Parents wanted to watch surveillance videos because a little girl sustained a head injury. Teachers said they did not know how the child got hurt and that she might have been injured during outdoor activities. Parents repeatedly asked to see videos to learn what happened. The preschool refused to show them, citing a need to ‘file an application.’
Parents were very worried, and they continued to request that the school provide the relevant videos. Parents wanted to review a randomly selected hour of videos every Friday. They said this arrangement would be a huge compromise.
Schools believe such acts represent a distrust of teachers and irreverence towards educators’ work. Trust cannot replace supervision, Zhang said, adding that watching videos is the only way for parents to learn about the true conditions their children face. Parents have the right to know that, she said.
At the insistence of the parents, the head of the school agreed to let parents review videos once a week. However, parents received a message from teachers, saying that they would have to quit if parents insisted on watching the videos.
Zhang is not sure whether or not to continue sending her son to the preschool as it has strict management and any ‘disputes’ between teachers and parents will prompt a salary cut for the teachers. “I'm afraid that the teachers will be averse to me, which could affect their attitude toward my child,” Zhang said.

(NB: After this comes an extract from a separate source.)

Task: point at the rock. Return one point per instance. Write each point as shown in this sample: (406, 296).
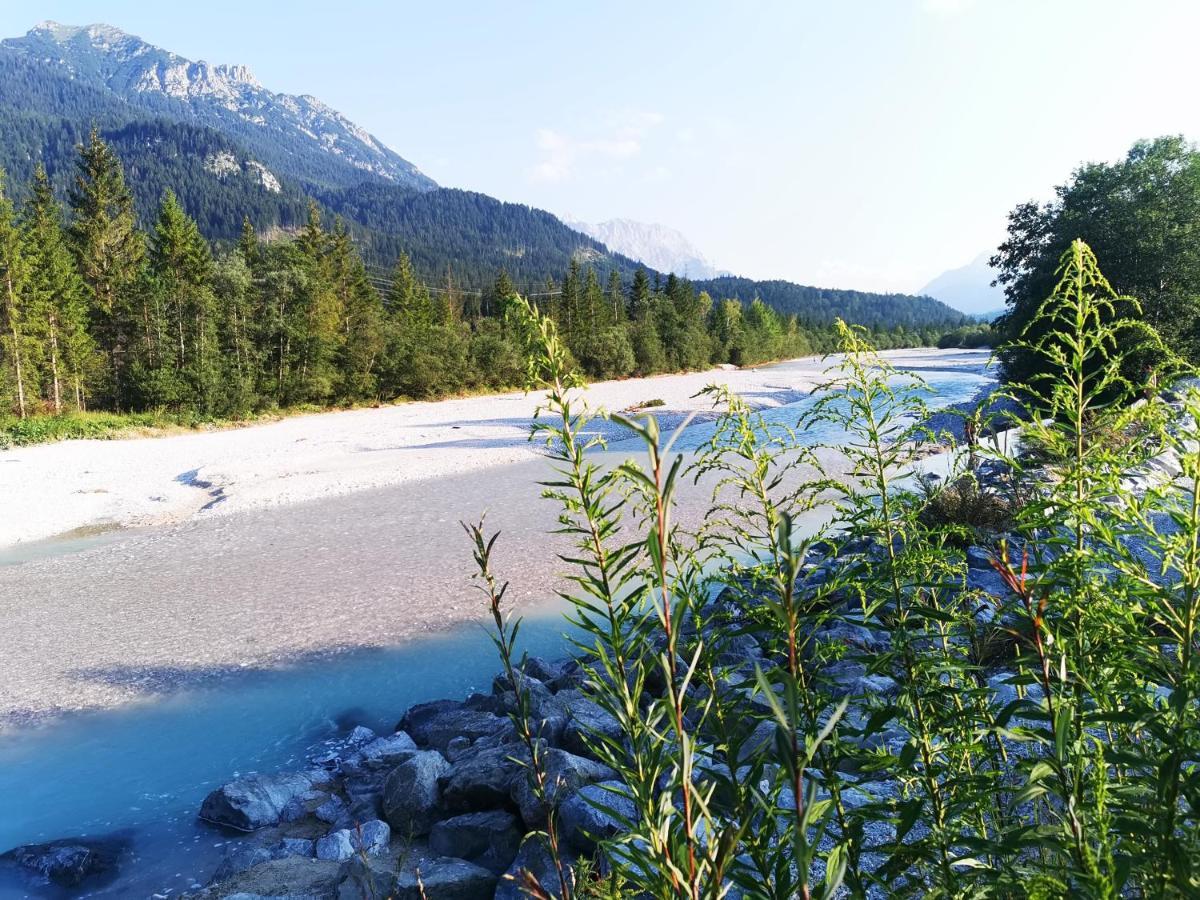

China suffers a huge gap between demand and supply of early-childhood education workers. The ratio of full-time teachers to children at preschools should be between 1 to 5 and 1 to 7, per standards the Ministry of Education issued in 2013. China had 3,818,000 preschool teachers last year, implying a teacher-to-student ratio of 1 to 12. Schools would need to hire 2,488,000 new teachers to meet the 1 to 7 standard.